Enquanto nós, bem longe da barbárie que acontece a um palmo de nossos narizes, ficamos sentados em frente à televisão. A impressão que me passa é de que as pessoas, em sua zona de conforto, estão extasiadas assistindo Tropa de Elite 3, preocupadas com as análises de táticas de guerra dos comentaristas dos telejornais, olhando pôsteres de página inteira com a figura de um Capitão Nascimento de carne e osso publicado em jornais.

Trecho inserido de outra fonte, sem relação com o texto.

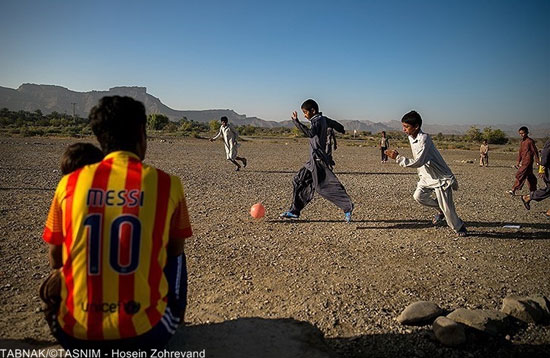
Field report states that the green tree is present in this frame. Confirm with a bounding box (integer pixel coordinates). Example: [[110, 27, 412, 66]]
[[147, 113, 170, 130], [482, 127, 508, 144]]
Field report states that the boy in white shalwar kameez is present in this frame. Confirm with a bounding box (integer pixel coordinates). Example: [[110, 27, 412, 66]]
[[210, 116, 246, 171], [386, 111, 468, 236]]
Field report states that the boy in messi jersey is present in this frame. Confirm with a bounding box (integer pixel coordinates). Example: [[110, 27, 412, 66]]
[[43, 96, 192, 352]]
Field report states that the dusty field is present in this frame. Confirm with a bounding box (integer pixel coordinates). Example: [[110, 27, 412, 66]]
[[0, 138, 550, 357]]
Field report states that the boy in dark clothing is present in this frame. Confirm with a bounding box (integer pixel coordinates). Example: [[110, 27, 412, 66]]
[[521, 139, 550, 217], [326, 127, 337, 169], [508, 127, 540, 195], [281, 99, 353, 223]]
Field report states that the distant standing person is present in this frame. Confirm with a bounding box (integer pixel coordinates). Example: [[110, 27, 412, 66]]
[[521, 139, 550, 218], [281, 99, 353, 223], [479, 139, 489, 167], [387, 111, 468, 236], [508, 127, 540, 195], [378, 131, 390, 163], [210, 116, 247, 171]]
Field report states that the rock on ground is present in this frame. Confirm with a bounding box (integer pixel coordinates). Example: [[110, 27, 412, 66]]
[[500, 295, 548, 323], [433, 316, 466, 346], [447, 308, 511, 336], [397, 301, 444, 325]]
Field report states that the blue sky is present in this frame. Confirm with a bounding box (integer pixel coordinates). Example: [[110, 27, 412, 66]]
[[0, 0, 550, 124]]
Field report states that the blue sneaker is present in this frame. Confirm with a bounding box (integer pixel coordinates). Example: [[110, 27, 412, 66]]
[[344, 211, 351, 224], [281, 211, 300, 219]]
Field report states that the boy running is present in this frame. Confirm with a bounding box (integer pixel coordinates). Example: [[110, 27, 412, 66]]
[[281, 99, 353, 223], [387, 111, 468, 236], [210, 116, 246, 171], [508, 127, 540, 195]]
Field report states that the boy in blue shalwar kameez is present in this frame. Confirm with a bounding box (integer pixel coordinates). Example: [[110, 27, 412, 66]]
[[281, 99, 353, 223]]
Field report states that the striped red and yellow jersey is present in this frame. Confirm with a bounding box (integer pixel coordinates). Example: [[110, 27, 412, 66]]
[[43, 151, 192, 340]]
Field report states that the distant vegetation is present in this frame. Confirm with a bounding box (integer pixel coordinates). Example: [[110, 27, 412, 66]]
[[0, 108, 542, 150]]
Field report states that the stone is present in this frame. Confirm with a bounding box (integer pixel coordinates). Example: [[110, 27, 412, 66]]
[[500, 295, 548, 323], [529, 294, 550, 320], [432, 316, 466, 347], [167, 317, 336, 358], [397, 301, 445, 325], [447, 308, 511, 336]]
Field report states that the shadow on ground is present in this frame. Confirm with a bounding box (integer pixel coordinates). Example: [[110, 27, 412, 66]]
[[0, 317, 550, 358]]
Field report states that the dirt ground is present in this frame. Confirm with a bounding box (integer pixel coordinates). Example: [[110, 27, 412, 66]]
[[0, 138, 550, 357]]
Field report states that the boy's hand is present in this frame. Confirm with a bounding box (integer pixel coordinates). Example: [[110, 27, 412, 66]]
[[385, 149, 399, 159]]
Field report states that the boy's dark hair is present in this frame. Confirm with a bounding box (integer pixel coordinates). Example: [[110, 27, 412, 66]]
[[89, 96, 147, 154], [61, 143, 103, 175], [301, 98, 319, 113], [401, 111, 422, 128]]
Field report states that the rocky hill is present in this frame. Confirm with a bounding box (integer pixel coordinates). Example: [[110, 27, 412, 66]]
[[0, 83, 550, 137]]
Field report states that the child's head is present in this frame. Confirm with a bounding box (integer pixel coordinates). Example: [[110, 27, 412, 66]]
[[89, 96, 147, 159], [301, 99, 319, 119], [518, 126, 529, 138], [401, 111, 422, 136], [61, 143, 103, 175]]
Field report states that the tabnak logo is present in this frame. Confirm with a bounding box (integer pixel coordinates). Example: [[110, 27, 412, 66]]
[[80, 301, 141, 314]]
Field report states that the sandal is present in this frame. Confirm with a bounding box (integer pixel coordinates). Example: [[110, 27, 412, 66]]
[[456, 226, 468, 237], [432, 213, 445, 225], [520, 195, 531, 210]]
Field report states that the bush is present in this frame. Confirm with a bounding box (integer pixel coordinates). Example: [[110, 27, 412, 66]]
[[483, 127, 508, 144], [147, 113, 170, 130]]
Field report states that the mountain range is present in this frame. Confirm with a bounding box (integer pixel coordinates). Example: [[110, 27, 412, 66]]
[[0, 83, 550, 137]]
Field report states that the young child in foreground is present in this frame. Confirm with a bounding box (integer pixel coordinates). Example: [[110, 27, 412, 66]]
[[386, 111, 468, 236], [40, 143, 104, 326], [61, 143, 104, 175]]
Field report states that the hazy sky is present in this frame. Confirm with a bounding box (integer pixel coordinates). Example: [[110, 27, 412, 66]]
[[0, 0, 550, 124]]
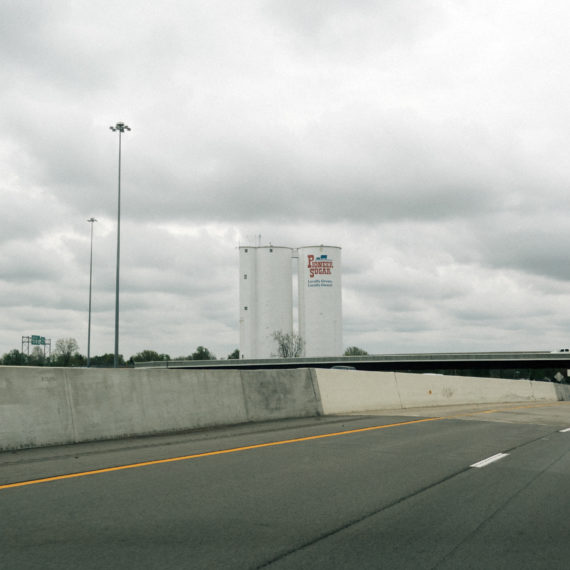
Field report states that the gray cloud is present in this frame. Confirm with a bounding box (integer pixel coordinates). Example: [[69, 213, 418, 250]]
[[0, 0, 570, 356]]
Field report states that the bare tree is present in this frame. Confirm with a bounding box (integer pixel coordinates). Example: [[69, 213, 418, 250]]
[[273, 331, 305, 358], [53, 338, 79, 366]]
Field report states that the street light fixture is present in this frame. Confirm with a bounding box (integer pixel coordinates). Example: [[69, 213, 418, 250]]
[[109, 123, 131, 368], [87, 218, 97, 368]]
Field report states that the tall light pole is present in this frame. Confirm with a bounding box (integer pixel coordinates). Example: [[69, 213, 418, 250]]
[[109, 123, 131, 368], [87, 218, 97, 368]]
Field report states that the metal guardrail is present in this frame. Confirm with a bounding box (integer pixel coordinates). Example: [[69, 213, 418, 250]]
[[135, 351, 570, 368]]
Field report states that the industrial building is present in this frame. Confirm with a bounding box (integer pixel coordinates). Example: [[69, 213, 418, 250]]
[[239, 245, 343, 359]]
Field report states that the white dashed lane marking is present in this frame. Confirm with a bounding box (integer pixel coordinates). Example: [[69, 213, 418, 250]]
[[470, 453, 508, 469]]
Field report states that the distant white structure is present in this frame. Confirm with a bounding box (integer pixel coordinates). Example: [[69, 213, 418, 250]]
[[298, 245, 342, 356], [239, 245, 342, 358], [239, 245, 293, 358]]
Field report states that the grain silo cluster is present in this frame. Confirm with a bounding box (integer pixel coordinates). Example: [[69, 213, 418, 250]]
[[239, 245, 342, 358]]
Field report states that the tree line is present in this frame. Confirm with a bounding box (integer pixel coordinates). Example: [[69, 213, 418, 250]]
[[0, 331, 368, 368], [0, 338, 239, 368]]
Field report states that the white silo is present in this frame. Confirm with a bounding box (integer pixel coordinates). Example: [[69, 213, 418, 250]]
[[239, 247, 257, 358], [236, 245, 293, 358], [298, 245, 343, 356]]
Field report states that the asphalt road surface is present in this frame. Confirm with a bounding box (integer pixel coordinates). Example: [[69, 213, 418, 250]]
[[0, 402, 570, 570]]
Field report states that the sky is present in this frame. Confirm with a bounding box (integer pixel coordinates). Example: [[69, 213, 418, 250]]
[[0, 0, 570, 358]]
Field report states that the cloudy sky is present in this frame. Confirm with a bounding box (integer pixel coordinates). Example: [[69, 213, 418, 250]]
[[0, 0, 570, 357]]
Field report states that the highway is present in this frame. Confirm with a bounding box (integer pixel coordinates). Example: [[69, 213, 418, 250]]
[[0, 402, 570, 570]]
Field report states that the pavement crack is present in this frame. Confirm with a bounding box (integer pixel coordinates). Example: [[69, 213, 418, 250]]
[[255, 467, 471, 570]]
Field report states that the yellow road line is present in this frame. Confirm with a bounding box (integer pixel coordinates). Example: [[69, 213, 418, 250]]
[[0, 402, 562, 490]]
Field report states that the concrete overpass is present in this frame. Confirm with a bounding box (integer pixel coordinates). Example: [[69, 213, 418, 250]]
[[135, 351, 570, 379]]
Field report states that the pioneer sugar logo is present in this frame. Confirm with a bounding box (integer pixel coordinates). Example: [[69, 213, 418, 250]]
[[307, 254, 333, 279]]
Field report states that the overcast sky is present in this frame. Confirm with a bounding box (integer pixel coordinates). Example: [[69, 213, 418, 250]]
[[0, 0, 570, 358]]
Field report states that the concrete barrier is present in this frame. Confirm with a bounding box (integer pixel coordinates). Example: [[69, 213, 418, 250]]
[[315, 369, 570, 414], [315, 368, 402, 414], [0, 366, 570, 451], [0, 366, 322, 450]]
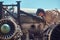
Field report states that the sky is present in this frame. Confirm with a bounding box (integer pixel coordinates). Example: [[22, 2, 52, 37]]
[[0, 0, 60, 9]]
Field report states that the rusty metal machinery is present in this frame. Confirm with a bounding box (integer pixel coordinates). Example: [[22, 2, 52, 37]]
[[0, 1, 23, 40], [43, 24, 60, 40], [0, 17, 22, 40]]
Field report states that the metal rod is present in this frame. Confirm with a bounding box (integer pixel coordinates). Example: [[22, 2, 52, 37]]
[[17, 1, 21, 26]]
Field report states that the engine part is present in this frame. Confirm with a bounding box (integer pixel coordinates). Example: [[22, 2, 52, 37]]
[[0, 17, 22, 40]]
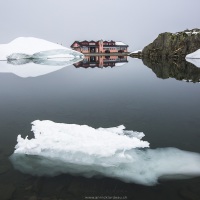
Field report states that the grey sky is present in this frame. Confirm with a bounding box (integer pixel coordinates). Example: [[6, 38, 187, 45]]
[[0, 0, 200, 50]]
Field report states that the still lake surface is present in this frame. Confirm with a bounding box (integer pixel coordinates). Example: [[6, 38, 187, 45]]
[[0, 58, 200, 200]]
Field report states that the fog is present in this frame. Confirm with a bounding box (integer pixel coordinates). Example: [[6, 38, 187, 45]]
[[0, 0, 200, 50]]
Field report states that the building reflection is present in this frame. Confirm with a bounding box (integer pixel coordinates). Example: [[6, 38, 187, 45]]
[[74, 55, 128, 68], [142, 58, 200, 83]]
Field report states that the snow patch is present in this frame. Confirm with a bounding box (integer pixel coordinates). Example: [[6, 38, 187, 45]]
[[10, 120, 200, 185], [0, 37, 82, 60]]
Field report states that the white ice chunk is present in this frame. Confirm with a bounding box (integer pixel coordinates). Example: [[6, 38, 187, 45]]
[[15, 120, 149, 157], [10, 120, 200, 185], [0, 37, 82, 60]]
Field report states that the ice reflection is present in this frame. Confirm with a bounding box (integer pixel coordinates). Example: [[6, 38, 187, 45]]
[[10, 148, 200, 185]]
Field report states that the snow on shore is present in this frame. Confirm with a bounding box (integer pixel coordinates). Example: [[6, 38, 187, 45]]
[[10, 120, 200, 185], [0, 37, 80, 60], [186, 49, 200, 68], [0, 37, 83, 78]]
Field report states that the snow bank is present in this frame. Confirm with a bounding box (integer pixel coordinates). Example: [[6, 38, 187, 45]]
[[0, 37, 83, 78], [10, 120, 200, 185], [0, 37, 82, 60]]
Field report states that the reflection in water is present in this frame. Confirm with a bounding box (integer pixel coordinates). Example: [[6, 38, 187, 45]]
[[10, 120, 200, 185], [10, 148, 200, 185], [0, 57, 82, 78], [74, 55, 128, 68], [7, 57, 82, 66], [143, 59, 200, 83]]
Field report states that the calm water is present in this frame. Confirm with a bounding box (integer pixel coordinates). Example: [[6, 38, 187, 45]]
[[0, 58, 200, 200]]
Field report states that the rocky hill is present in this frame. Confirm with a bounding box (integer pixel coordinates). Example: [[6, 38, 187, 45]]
[[142, 28, 200, 60]]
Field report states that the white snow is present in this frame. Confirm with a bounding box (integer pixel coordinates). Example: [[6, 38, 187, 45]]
[[10, 120, 200, 185], [186, 58, 200, 68], [115, 41, 127, 46], [130, 50, 142, 54], [186, 49, 200, 68], [0, 59, 82, 78], [15, 120, 149, 156], [0, 37, 83, 78], [115, 62, 126, 67], [0, 37, 82, 60]]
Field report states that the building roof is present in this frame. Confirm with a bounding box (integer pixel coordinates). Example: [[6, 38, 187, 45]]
[[115, 41, 128, 46]]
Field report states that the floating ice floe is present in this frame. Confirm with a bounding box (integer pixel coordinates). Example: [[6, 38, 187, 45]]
[[0, 37, 83, 78], [186, 49, 200, 68], [10, 120, 200, 185]]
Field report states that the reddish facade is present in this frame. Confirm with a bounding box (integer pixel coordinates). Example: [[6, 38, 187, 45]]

Estão torcendo em uma luta do “bem” contra o “mal” e não se dão ao trabalho (ou não tem a sensibilidade) de ver que nessa guerra sem sentido são pessoas que não tiveram a mesma sorte que nós, que quem morre nessa luta entre a maré e o rochedo são os pobres, esquecidos pelos governos e enjaulados em um mundo terrível, um “quarto de despejo” onde a sociedade joga tudo o que não interessa para ela, como disse muito bem Carolina de Jesus em seu diário, publicado como livro. A velha e batida frase da população das comunidades das favelas que vem sendo repetida desde os anos 70 continua ecoando por todos os cantos de lá “A única coisa do governo que sobe o morro é a polícia”. Não podemos ser ingênuos de achar que exista alguma “precisão cirúrgica” nesses ataques da polícia, é obvio que vítimas inocentes estão morrendo. O governo só leva repressão para os morros, não existem investimentos em escolas, postos de saúde e outros direitos básicos daqueles cidadãos.

Será que devemos ser ingênuos e continuar a ver somente um lado da história? Será que quando a TV mostra pessoas com panos brancos acenando nas janelas e comenta “Eles eles estão pedindo paz” não pensa que talvez eles estejam dizendo apenas “Por favor, não nos matem”? Será que quando a TV mostra cenas mudas de uma multidão reunida (no exato momento em que tanques do exército sobem o morro) e interpreta como “uma manifestação pela paz” sem perguntar àquelas pessoas se o que eles estão fazendo é tentando dizer “Por favor, saiam daqui, já temos miséria e morte suficientes aqui sem vocês”?

Que paz é essa? E que pessoas somos nós,que parecemos a cada dia termos menos opinião própria?